Defendant’s motion, Plaintiff’s response, and Defendant’s reply reveal confusion regarding the capacity in which Plaintiff has sued the FSLIC and for which capacity of the FSLIC Plaintiff asserts Defendant United States of America is liable.

Plaintiff’s original and first amended complaints named the FSLIC “Individually and as Receiver for Empire Savings and Loan Association of Mesquite.” After the FSLIC filed its motion to dismiss, in which the FSLIC asserted that Plaintiff's complaint failed to state a claim against the FSLIC under the Federal Tort Claims Act, Plaintiff filed its Second Amended Complaint.

Plaintiff’s second amended complaint names the FSLIC “as Receiver for Empire Savings and Loan Association of Mesquite” and makes no mention of the FSLIC in its individual, or corporate capacity. Plaintiff’s second amended complaint also names the United States as a Defendant and alleges that the United States is liable under the Federal Tort Claims Act (FTCA) for the acts of the FSLIC. The acts of the FSLIC referred to are those stated in paragraphs 67 to 73 of Plaintiff’s second amended complaint. In paragraph 68, Plaintiff refers to the FSLIC in its capacity as “receiver.” At no time in paragraphs 67 to 73 does Plaintiff refer to the FSLIC in its corporate capacity.

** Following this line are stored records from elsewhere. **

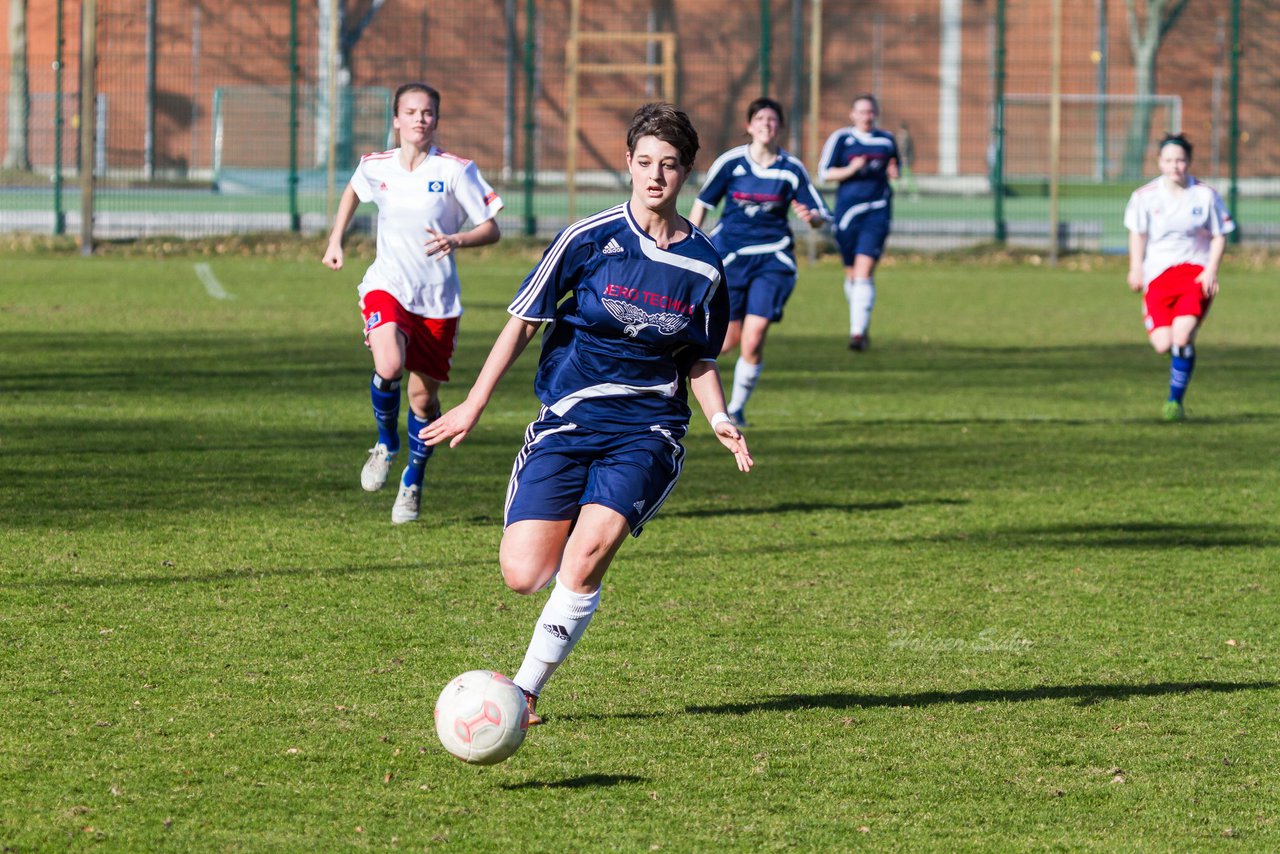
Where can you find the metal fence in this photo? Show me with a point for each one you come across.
(213, 117)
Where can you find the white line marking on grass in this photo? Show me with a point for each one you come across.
(211, 284)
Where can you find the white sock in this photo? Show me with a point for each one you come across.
(562, 622)
(744, 383)
(862, 297)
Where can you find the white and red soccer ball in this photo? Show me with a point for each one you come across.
(481, 717)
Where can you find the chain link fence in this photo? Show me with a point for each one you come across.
(213, 117)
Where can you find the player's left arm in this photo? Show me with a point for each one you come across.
(439, 243)
(812, 210)
(892, 169)
(1207, 278)
(705, 384)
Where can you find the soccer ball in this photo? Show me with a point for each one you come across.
(481, 717)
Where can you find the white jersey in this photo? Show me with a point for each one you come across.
(443, 192)
(1179, 225)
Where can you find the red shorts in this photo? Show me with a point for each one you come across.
(1174, 293)
(430, 339)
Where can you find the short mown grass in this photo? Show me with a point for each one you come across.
(976, 596)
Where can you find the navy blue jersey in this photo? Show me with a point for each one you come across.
(629, 322)
(868, 187)
(757, 200)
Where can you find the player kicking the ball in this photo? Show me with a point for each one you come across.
(411, 296)
(1178, 231)
(635, 295)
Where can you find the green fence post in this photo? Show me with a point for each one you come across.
(766, 46)
(59, 213)
(295, 217)
(530, 17)
(1234, 153)
(997, 132)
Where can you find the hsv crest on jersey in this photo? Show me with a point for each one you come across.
(635, 319)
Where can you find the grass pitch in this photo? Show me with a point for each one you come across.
(974, 597)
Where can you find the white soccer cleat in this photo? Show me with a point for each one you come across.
(373, 476)
(407, 503)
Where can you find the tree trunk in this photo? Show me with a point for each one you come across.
(18, 105)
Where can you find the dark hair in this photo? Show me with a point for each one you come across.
(764, 104)
(416, 87)
(868, 96)
(1176, 138)
(666, 123)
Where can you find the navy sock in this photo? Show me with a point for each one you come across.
(419, 452)
(385, 397)
(1182, 362)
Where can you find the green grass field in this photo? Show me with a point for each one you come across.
(974, 597)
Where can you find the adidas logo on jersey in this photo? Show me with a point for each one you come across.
(560, 631)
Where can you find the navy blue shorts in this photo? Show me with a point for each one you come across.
(759, 284)
(563, 466)
(864, 234)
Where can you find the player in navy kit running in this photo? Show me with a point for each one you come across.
(638, 309)
(410, 296)
(759, 183)
(1178, 231)
(863, 159)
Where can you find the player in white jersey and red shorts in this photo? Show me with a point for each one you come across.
(411, 296)
(1178, 231)
(638, 306)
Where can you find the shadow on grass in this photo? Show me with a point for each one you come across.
(809, 507)
(220, 576)
(1142, 535)
(1083, 694)
(585, 781)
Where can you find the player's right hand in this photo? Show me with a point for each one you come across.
(734, 439)
(455, 425)
(333, 257)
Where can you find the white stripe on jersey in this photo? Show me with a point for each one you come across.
(662, 256)
(543, 273)
(860, 209)
(757, 169)
(611, 389)
(763, 249)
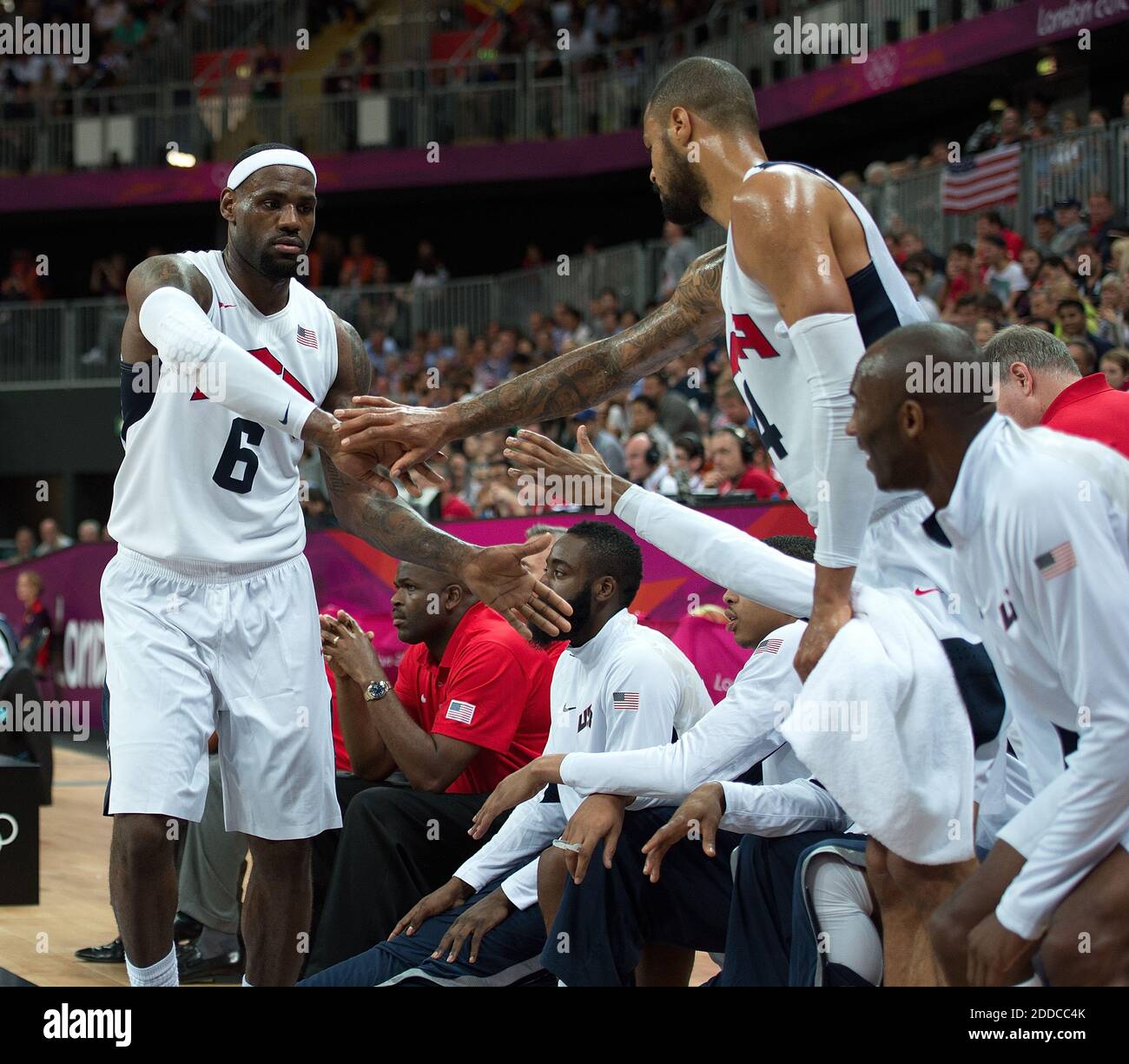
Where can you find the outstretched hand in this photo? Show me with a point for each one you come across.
(497, 576)
(375, 421)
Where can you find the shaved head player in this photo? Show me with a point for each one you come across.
(210, 617)
(802, 285)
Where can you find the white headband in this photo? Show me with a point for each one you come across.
(271, 157)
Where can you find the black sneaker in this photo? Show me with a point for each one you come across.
(195, 968)
(111, 954)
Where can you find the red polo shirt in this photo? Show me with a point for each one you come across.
(490, 689)
(1092, 409)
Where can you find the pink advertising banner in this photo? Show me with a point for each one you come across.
(351, 575)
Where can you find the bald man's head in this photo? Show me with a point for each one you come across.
(914, 387)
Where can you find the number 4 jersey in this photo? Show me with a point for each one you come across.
(200, 482)
(764, 366)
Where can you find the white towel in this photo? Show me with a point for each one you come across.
(881, 725)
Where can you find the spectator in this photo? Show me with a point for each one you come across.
(1102, 222)
(1046, 229)
(960, 269)
(25, 545)
(1004, 277)
(915, 279)
(1040, 384)
(29, 589)
(680, 253)
(1071, 226)
(674, 413)
(646, 466)
(992, 224)
(429, 270)
(1084, 356)
(51, 539)
(1116, 366)
(1111, 312)
(358, 267)
(1073, 327)
(689, 459)
(644, 413)
(1040, 114)
(89, 531)
(737, 461)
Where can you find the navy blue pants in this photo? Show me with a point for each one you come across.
(507, 955)
(603, 924)
(757, 942)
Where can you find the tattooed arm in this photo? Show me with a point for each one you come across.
(493, 574)
(564, 386)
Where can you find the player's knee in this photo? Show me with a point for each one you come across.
(948, 932)
(1094, 955)
(279, 860)
(145, 838)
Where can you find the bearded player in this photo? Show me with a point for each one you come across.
(228, 365)
(802, 286)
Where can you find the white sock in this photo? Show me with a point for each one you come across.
(162, 974)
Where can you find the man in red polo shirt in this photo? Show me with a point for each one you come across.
(469, 707)
(733, 453)
(1040, 384)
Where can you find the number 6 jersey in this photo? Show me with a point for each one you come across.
(198, 481)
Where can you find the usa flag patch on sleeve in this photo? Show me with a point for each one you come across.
(461, 710)
(1056, 561)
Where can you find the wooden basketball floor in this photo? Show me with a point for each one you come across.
(37, 942)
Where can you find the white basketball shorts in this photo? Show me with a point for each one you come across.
(195, 649)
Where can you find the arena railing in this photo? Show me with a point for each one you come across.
(524, 97)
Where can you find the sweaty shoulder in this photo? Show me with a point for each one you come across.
(168, 271)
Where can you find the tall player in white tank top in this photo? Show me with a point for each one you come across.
(802, 285)
(228, 364)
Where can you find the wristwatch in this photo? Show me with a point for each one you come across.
(376, 691)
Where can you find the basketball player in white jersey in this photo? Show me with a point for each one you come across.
(210, 617)
(804, 284)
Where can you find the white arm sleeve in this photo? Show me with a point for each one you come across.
(721, 552)
(737, 733)
(529, 829)
(174, 323)
(1082, 612)
(829, 348)
(522, 887)
(653, 723)
(780, 809)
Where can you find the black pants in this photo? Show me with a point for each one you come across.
(395, 845)
(602, 925)
(33, 745)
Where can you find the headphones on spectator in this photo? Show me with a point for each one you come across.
(748, 447)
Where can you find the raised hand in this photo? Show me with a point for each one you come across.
(375, 421)
(497, 576)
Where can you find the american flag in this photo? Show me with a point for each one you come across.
(459, 710)
(985, 179)
(769, 646)
(1056, 561)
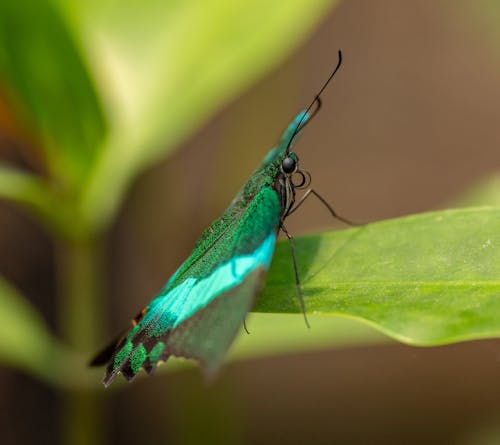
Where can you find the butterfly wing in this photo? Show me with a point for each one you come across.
(200, 310)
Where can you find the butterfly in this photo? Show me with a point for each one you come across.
(200, 310)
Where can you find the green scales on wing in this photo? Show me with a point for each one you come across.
(202, 307)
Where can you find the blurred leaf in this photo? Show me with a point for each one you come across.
(484, 193)
(33, 193)
(272, 334)
(164, 67)
(47, 81)
(25, 341)
(426, 279)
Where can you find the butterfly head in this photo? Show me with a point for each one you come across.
(290, 164)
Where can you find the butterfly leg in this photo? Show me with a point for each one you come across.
(245, 326)
(325, 203)
(296, 271)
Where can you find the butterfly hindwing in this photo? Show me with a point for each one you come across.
(202, 307)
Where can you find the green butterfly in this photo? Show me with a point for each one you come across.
(200, 310)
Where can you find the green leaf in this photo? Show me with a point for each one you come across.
(426, 279)
(33, 193)
(164, 67)
(483, 193)
(47, 81)
(25, 341)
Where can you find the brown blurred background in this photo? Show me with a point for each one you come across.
(408, 125)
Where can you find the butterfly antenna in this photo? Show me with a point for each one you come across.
(316, 101)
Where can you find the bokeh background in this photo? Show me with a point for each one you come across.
(409, 124)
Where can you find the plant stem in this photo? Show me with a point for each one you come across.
(80, 274)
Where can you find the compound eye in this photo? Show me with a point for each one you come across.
(288, 165)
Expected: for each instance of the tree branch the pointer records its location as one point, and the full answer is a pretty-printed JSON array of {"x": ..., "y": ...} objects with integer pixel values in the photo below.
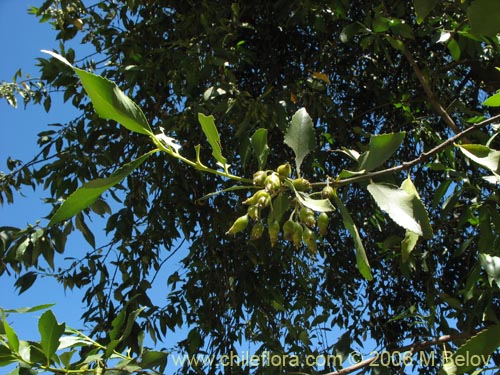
[
  {"x": 430, "y": 95},
  {"x": 415, "y": 347},
  {"x": 423, "y": 157}
]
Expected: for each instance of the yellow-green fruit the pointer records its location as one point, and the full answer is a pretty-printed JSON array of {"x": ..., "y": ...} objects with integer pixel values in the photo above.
[
  {"x": 272, "y": 183},
  {"x": 297, "y": 235},
  {"x": 306, "y": 216},
  {"x": 253, "y": 212},
  {"x": 309, "y": 239},
  {"x": 259, "y": 178},
  {"x": 322, "y": 223},
  {"x": 239, "y": 225},
  {"x": 328, "y": 192},
  {"x": 284, "y": 170},
  {"x": 273, "y": 229},
  {"x": 301, "y": 184},
  {"x": 288, "y": 229},
  {"x": 257, "y": 231}
]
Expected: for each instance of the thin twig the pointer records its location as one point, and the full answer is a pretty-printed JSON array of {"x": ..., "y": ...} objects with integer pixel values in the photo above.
[
  {"x": 430, "y": 95},
  {"x": 423, "y": 157}
]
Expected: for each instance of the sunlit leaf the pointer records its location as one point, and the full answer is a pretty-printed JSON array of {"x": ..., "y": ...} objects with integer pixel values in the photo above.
[
  {"x": 260, "y": 147},
  {"x": 361, "y": 258},
  {"x": 208, "y": 126},
  {"x": 50, "y": 332},
  {"x": 398, "y": 204},
  {"x": 300, "y": 136},
  {"x": 90, "y": 191},
  {"x": 109, "y": 101}
]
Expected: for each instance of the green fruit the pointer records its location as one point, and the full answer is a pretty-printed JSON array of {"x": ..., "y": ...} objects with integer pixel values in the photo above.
[
  {"x": 259, "y": 178},
  {"x": 288, "y": 229},
  {"x": 253, "y": 212},
  {"x": 328, "y": 192},
  {"x": 306, "y": 216},
  {"x": 239, "y": 225},
  {"x": 301, "y": 184},
  {"x": 257, "y": 231},
  {"x": 322, "y": 223},
  {"x": 284, "y": 170},
  {"x": 272, "y": 183},
  {"x": 297, "y": 235},
  {"x": 273, "y": 230}
]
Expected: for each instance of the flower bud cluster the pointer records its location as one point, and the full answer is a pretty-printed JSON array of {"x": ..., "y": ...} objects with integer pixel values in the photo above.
[{"x": 303, "y": 226}]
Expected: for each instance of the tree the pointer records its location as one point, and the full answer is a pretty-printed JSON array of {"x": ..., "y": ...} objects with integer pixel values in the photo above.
[{"x": 391, "y": 94}]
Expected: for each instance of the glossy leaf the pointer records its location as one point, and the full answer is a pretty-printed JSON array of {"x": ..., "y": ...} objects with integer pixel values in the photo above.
[
  {"x": 398, "y": 204},
  {"x": 300, "y": 136},
  {"x": 381, "y": 148},
  {"x": 260, "y": 147},
  {"x": 419, "y": 210},
  {"x": 491, "y": 264},
  {"x": 50, "y": 332},
  {"x": 361, "y": 258},
  {"x": 109, "y": 101},
  {"x": 208, "y": 125},
  {"x": 423, "y": 8},
  {"x": 90, "y": 191}
]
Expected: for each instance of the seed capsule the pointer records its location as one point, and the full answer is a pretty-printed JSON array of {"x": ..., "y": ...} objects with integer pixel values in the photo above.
[
  {"x": 273, "y": 230},
  {"x": 284, "y": 170},
  {"x": 301, "y": 184},
  {"x": 259, "y": 178},
  {"x": 328, "y": 192},
  {"x": 272, "y": 183},
  {"x": 297, "y": 235},
  {"x": 257, "y": 231},
  {"x": 322, "y": 223},
  {"x": 306, "y": 216},
  {"x": 253, "y": 212},
  {"x": 239, "y": 225},
  {"x": 288, "y": 229}
]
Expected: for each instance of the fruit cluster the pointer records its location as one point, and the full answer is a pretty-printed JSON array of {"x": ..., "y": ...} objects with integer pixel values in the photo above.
[{"x": 300, "y": 227}]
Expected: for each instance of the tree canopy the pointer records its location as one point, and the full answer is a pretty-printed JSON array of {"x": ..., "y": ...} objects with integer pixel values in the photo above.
[{"x": 352, "y": 146}]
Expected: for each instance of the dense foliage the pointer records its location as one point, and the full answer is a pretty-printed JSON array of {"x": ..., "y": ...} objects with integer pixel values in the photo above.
[{"x": 417, "y": 71}]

In its motion to dismiss, Defendant United States of America asserts that Plaintiff has not stated a claim against the United States under the FTCA because Plaintiff has not alleged any actions of the FSLIC in its corporate capacity. Plaintiff’s various responses to Defendant’s motion to dismiss all focus on the actions of the FSLIC as receiver. Defendant replied that the United States raised its defenses in anticipation of any claims Plaintiff may have against the FSLIC in its corporate capacity.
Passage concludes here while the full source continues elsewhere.